Unless instructed otherwise, the system dictates the name you give to each target. This way targets’ names are not fixed, and it is possible to have multiple instances of them. This fact is used to let the target definition files (targets.cmake) define whole family of targets parametrized by the target parameters and features. The beetroot guarantees, that for each distinct set of target parameter there will be a separate target defined and built.

There is only one type of user-supplied input file that defines the targets

All code that define targets and their dependencies can be placed inside so-called target definition files. These files can be put anywhere in the project and must be named targets.cmake, or be placed in the special subfolder cmake/targets and have an extension .cmake. The latter files usually define external dependencies. The only thing that is influenced by the location of the file, is the value of the ${CMAKE_CURRENT_SOURCE_DIR} CMake variable available in generate_target() user function.

The user file works by defining any of the following cmake variables: ENUM_TEMPLATES, ENUM_TARGETS, BUILD_PARAMETERS, LINK_PARAMETERS, BUILD_FEATURES FILE_OPTIONS and DEFINE_EXTERNAL_PROJECT and by defining any of the following functions: generate_targets(), declare_dependencies() and apply_dependency_to_target(). Of course, not all combinations of those definitions are legal and any violation of the legality of the definitions is cought and meaningfully reported to the user.

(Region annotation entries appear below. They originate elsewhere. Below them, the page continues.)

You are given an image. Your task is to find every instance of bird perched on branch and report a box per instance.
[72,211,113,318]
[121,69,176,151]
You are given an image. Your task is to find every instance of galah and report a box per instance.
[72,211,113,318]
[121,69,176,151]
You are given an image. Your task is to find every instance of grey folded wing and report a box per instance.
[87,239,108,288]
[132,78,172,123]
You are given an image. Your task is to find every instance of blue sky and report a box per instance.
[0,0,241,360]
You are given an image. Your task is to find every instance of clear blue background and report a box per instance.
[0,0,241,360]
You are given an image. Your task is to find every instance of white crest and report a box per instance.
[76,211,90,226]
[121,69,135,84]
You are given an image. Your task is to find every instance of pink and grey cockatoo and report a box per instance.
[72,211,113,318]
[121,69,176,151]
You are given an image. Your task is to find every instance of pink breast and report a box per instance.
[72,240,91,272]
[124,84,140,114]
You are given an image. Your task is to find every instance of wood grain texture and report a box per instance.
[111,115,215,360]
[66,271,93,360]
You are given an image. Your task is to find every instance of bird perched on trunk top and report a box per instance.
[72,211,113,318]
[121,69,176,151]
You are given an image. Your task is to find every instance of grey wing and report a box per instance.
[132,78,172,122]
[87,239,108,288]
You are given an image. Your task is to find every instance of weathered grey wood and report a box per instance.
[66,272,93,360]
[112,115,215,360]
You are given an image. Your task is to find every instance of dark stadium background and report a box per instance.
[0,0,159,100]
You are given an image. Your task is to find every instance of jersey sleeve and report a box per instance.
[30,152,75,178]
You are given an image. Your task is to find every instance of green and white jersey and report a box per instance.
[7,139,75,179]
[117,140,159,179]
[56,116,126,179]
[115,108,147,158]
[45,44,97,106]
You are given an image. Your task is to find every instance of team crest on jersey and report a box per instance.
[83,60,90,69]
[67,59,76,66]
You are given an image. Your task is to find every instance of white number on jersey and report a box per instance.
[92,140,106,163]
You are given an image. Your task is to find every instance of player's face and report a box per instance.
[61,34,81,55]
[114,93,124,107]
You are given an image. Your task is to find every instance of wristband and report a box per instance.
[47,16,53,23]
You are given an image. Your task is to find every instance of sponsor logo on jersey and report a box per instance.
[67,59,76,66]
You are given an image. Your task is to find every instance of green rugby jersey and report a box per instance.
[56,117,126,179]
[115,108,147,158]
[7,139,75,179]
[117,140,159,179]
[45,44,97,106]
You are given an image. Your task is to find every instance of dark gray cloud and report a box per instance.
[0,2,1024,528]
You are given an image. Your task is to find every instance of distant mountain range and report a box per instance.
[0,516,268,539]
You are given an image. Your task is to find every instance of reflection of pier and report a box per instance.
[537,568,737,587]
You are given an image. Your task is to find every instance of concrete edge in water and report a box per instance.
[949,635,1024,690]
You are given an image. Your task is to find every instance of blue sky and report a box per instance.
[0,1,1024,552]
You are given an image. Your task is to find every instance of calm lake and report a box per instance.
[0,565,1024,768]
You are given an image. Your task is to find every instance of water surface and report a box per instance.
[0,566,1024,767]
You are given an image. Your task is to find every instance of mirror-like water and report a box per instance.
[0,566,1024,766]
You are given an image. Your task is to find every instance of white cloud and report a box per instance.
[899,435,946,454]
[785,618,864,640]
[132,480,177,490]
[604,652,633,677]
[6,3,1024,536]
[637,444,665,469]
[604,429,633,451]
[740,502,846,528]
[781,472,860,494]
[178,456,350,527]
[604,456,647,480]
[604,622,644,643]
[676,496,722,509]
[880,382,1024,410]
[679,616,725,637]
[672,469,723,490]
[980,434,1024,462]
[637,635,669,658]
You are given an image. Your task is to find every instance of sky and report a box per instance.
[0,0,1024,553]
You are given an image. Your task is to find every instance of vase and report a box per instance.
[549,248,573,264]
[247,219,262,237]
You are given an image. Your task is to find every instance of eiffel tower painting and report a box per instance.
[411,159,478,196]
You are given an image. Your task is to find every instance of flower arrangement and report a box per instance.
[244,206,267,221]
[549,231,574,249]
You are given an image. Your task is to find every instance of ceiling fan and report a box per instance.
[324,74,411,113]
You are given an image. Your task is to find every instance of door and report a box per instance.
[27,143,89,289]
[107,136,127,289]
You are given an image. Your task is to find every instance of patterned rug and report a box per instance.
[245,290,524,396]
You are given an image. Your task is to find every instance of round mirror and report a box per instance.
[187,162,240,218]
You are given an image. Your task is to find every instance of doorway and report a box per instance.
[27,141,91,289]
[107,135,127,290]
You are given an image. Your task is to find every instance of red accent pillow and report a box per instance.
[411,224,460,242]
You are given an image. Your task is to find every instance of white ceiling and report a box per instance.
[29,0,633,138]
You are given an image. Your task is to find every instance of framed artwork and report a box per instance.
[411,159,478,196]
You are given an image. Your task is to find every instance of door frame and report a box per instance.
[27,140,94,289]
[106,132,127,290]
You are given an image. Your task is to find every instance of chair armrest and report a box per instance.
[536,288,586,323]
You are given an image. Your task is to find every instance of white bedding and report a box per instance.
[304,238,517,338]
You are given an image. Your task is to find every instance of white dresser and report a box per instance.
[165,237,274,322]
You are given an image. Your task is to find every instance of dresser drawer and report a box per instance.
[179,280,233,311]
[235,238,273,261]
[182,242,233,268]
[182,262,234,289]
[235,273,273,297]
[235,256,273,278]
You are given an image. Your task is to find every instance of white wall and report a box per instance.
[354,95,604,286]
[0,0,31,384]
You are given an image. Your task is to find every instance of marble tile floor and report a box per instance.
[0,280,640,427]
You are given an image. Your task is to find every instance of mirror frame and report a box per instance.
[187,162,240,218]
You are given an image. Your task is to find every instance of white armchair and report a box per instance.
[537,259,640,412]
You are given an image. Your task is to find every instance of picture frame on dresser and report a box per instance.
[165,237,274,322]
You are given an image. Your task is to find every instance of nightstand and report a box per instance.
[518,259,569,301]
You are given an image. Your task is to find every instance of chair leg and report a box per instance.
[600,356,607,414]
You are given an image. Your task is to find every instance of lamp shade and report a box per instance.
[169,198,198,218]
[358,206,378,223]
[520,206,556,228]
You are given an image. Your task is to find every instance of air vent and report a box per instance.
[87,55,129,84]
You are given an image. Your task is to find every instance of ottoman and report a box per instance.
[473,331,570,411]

The other file a user needs to supply is a CMakeLists.txt. This file serves as a point of entry. This file should consist of a standard boilerplate code, calls to the build_target() and finally a call to finalize(). Standard CMake commands should not be used to define targets. The only purpose of this file is to specify what targets with what parameters must be build by calling a Beetroot function build_target() or get_target() and letting it do the work.

The role of the CMakeLists.txt is hugely downplayed

There is no need to use add_subdirectory(), because Beetroot knows where to look for every managed target. That’s why the only CMakeLists.txt that is needed is the one you manually call with cmake ... (Besides CMakeLists.txt inside CMake external dependencies of your project)

The location of the CMakeLists.txt is no longer relevant

As long as the CMakeLists.txt is somewhere inside the root project and it adheres to the Beetroots’ mandatory boilerplate code, its location is irrelevant. All components are searched for by name, not by folder, and the system requires them to be written in a way that all paths are absolute (it is achieved by simply prefixing filenames with the ${CMAKE_CURRENT_SOURCE_DIR}).

As long Beetroot is responsible for all targets in your code, you can simply copy a CMakeLists.txt from one subfolder of your project to another and they will build just fine there, resulting in exactly the same executable.